Çok geniş bir coğrafyaya hükmetmiş, çok güçlü bir orduya sahip
olmuşlardır ve onların dönemi bu yönüyle Altınçağ ile çok
büyük benzerlikler göstermektedir.
Altınçağ dönemi de İslam ahlakının tüm dünyaya
hakim olacağı, insanların akın akın Müslüman olacakları, inkarcı
ideolojilerin yeryüzünden silineceği, dinin Peygamberimiz
(sav) dönemindeki şekliyle yaşanacağı bir dönemdir. Bazı hadislerde
Altınçağ dönemindeki hakimiyet şu şekilde tarif edilmektedir:
(Mehdi) bütün dünyaya malik olacaktır.
(Kitab-ul Burhan fi-Alamet-il Mehdiyy-il Ahir Zaman, s.
10)
Mehdi doğu ile batı arasındaki her yeri
fetheder. (El Kavlu'l Muhtasar Fi Alamat-il Mehdiyy-il Muntazar,
s. 56)
Mehdi'nin Sahip Olduğu
Özel İlim ve Hz. Süleyman'a ve Hz. Zülkarneyn'e Bağışlanan
Büyük İlimler
Kitabın önceki bölümlerinde Allah'ın Hz. Süleyman'a
çeşitli ilimler lütfettiğinden bahsettik. O, Allah'ın dilemesiyle
cinlere ve şeytanlara hükmetmiş, kuşlarla konuşmuş, karıncaların
kendi aralarındaki konuşmalarını duyabilmiş, rüzgar ve bakır
madeni onun emrine verilmiştir. Bunların her biri Hz. Süleyman'ı
diğer insanlardan ayıran mucizevi özelliklerdir. Hz. Zülkarneyn
için de Kuran'da, "İşte böyle,
onun yanında "özü kapsayan bilgi olduğunu" (veya
yanında olup-biten herşeyi) Biz (ilmimizle) büsbütün kuşatmıştık."

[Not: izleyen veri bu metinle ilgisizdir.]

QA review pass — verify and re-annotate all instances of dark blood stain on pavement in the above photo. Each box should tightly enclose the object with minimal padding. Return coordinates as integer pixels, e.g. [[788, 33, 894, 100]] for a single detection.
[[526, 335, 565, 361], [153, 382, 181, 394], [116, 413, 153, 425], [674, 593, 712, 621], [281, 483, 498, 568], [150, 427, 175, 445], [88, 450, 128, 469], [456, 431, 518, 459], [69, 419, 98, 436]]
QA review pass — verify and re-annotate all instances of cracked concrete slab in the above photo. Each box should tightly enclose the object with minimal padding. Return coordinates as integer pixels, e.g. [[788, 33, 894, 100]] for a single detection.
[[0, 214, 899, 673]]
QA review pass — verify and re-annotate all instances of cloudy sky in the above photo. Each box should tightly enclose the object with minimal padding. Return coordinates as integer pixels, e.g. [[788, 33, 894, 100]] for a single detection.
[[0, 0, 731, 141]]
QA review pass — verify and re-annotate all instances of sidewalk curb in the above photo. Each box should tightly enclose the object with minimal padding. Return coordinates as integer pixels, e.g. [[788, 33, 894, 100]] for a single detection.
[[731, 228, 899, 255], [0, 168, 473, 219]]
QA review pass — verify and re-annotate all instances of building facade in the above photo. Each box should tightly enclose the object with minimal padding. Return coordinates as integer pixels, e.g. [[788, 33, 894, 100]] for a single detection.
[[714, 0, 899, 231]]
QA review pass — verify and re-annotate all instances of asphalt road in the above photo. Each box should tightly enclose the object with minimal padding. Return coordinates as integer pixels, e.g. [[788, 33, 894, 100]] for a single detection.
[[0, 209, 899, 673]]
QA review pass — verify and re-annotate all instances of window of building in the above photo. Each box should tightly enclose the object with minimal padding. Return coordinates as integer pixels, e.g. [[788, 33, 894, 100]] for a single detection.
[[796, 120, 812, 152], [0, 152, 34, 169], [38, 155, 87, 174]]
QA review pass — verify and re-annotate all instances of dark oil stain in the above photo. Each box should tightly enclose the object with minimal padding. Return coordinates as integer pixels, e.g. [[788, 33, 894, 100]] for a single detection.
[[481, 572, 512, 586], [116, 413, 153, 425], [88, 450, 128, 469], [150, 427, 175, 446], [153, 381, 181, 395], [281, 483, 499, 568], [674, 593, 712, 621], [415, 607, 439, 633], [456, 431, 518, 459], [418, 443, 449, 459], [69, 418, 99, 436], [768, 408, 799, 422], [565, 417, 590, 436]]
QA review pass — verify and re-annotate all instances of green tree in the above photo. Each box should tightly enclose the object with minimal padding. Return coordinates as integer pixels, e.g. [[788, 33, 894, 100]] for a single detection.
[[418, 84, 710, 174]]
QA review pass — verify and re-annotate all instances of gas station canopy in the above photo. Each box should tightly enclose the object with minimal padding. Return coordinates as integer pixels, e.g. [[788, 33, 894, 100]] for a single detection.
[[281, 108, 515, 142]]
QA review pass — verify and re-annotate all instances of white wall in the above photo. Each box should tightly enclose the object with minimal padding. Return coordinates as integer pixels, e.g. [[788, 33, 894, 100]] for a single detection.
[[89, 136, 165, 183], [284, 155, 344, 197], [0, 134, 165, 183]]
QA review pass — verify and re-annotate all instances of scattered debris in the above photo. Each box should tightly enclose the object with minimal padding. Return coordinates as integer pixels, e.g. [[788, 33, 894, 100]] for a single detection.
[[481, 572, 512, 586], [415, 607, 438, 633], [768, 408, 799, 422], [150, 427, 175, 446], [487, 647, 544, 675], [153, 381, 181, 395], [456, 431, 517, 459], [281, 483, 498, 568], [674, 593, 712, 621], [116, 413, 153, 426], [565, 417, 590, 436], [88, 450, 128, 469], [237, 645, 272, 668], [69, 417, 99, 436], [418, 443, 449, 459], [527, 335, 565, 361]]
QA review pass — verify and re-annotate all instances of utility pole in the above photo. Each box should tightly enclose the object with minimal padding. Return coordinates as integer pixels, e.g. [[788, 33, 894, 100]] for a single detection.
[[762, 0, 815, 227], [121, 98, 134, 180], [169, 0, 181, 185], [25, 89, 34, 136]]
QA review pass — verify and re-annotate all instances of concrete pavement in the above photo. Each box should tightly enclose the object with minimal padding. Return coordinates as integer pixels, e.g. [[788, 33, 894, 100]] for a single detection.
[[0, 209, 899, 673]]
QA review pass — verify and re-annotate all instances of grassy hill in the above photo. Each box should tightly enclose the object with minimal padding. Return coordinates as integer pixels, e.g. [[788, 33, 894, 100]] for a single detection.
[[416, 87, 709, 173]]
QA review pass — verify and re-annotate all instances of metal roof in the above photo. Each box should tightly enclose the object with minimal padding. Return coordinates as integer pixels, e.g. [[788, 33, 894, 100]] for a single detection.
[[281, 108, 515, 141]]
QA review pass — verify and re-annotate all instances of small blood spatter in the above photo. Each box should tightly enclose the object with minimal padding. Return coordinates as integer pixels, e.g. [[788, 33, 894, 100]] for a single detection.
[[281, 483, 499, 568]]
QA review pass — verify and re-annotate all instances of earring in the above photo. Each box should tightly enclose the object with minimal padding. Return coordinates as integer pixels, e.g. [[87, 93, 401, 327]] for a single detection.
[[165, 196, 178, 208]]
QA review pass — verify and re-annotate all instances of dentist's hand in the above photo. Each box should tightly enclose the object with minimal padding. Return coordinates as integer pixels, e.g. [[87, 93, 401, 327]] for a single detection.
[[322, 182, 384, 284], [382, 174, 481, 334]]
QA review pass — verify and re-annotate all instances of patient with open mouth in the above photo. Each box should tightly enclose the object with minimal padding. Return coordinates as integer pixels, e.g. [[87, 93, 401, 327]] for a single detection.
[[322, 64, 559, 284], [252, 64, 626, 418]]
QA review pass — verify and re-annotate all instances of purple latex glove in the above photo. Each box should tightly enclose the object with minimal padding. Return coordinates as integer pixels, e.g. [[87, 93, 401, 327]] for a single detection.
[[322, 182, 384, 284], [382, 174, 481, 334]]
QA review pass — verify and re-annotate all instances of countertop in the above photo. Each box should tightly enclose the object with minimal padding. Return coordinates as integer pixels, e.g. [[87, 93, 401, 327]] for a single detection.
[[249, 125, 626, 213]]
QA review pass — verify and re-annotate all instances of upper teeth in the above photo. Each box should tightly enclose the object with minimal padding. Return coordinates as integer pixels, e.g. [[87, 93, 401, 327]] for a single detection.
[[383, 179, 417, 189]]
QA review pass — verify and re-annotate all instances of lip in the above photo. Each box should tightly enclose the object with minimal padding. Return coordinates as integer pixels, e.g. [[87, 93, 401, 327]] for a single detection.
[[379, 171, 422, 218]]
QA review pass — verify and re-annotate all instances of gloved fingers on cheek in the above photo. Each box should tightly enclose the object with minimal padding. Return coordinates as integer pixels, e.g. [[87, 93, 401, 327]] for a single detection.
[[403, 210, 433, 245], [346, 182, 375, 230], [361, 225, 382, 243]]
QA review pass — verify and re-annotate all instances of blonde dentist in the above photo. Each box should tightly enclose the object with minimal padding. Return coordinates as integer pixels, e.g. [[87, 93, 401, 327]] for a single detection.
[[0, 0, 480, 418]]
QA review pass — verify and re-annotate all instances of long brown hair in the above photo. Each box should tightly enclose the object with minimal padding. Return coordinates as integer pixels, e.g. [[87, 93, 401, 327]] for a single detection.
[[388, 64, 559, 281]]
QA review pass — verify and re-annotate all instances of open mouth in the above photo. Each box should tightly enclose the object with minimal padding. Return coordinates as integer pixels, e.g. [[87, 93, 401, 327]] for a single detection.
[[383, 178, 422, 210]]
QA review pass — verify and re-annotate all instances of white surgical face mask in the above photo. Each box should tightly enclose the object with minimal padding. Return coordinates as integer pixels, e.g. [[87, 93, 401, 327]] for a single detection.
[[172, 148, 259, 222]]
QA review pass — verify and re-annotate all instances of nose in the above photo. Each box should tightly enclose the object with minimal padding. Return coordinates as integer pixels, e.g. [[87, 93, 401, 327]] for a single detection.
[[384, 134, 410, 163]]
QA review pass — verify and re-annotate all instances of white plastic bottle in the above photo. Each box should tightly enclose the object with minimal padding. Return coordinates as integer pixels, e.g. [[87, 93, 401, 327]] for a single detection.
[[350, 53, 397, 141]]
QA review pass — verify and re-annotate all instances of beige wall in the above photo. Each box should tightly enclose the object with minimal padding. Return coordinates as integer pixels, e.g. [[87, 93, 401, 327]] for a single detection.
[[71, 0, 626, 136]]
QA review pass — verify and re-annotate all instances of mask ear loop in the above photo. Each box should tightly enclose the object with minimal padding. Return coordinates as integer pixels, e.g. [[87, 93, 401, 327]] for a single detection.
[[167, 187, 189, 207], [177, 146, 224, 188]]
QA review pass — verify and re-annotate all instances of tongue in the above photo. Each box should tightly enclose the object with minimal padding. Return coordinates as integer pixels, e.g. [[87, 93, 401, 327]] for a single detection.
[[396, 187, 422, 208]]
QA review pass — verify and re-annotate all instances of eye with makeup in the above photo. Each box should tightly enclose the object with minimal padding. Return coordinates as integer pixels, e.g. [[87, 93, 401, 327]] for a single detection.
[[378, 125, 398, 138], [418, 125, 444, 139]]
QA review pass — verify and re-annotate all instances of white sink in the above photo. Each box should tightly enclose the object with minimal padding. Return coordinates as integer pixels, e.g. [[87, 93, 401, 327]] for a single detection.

(Kehf Suresi, 91) şeklinde bildirilmektedir. Bundan da anlaşıldığı
gibi Allah'ın ilim verdiği kullardandır.
Mehdi de aynı bu iki kutlu insan gibi çok özel
ilimlere sahip olacaktır. Taşköprülüzade Ahmet Efendi, Mevzuatu'l
ulum isimli eserinde (11/246) Mehdi'nin cifr ilmine vakıf
olacağını kaydetmiştir. Bir diğer hadiste ise Mehdi hakkında
şu bilgi verilmektedir:
O kimsenin bilemediği gizli bir duruma
kılavuzlandığı için kendisine Mehdi denilmiştir. (Kitab-ül
Burhan Fi Alamet-il Mehdiyy-il Ahir Zaman, s. 77)
Peygamberimiz (sav) ayrıca Mehdi'nin tıpkı Hz.
Süleyman gibi hayvanların dilini bileceğini ve yine tıpkı
Hz. Süleyman gibi insanların yanı sıra cinler üzerinde de
hakimiyeti olacağını bildirmiştir:
O (Mehdi), doğrulanmış, kuş ve bütün
hayvanların dillerini bilen biridir. Onun için adaleti,
bütün insanlar ve cinlerce cari olacaktır. (Kıyamet Alametleri,
s. 188)
Hayvan Sevgisine Önem
Vermeleri
Kuran'da Hz. Süleyman'ın hayvanlara olan şefkatli
ve sevgi dolu tutumu ile ilgili bazı bilgiler de verilmektedir.
Önceki bölümlerde onun, karıncalara zarar vermekten dahi kaçınan
tutumunu, atlara olan sevgisini anlatmıştık.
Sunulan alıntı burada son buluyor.